Die mainova informiert:

Fernwärmeversorgung in der Nordweststadt wegen Arbeiten im Müllheizkraftwerk kurzzeitig unterbrochen

An den Wochenenden 17./18. August und 7./8. September 2024 ist die Fernwärme in der Nordweststadt für jeweils rund 30 Stunden unterbrochen.
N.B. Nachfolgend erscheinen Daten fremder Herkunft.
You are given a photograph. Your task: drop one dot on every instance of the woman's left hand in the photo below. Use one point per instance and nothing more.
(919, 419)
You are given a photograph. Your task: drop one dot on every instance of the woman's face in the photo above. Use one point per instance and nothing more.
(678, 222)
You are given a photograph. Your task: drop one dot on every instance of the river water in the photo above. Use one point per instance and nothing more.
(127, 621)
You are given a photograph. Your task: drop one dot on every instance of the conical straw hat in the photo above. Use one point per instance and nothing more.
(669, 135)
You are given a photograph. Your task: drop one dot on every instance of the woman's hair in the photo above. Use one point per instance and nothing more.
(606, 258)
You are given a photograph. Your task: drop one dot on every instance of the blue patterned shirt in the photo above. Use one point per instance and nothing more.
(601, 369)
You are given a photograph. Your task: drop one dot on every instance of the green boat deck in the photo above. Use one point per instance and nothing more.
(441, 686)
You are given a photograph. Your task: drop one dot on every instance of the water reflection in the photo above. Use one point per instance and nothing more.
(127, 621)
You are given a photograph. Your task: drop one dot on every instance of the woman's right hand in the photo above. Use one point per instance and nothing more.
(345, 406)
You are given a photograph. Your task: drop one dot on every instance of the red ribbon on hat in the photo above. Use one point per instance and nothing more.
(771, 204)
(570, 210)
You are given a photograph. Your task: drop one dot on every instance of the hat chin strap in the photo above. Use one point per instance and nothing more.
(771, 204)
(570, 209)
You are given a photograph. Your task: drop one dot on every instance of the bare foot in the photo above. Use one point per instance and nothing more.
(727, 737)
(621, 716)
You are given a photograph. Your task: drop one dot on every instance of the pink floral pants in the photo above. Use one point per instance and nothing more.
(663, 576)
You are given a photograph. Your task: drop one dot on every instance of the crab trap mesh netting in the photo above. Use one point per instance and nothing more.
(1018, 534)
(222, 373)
Im Zuge dringend notwendiger Maßnahmen im Müllheizkraftwerk wird die Versorgung in der Nordweststadt jeweils
ab Samstag, ca. 4 Uhr morgens, bis Sonntag, ca. 10 Uhr morgens, abgestellt.
In dieser Zeit steht kein warmes Wasser zur Verfügung.
Die Arbeiten dienen der Sicherung der Heizungs- und Warmwasserversorgung.
Betroffen sind rund 1.250 Anschlüsse, über die Mainova rund 10.500 Haushalte sowie zahlreiche Gewerbebetriebe in der Nordweststadt und Teilen von Heddernheim versorgt.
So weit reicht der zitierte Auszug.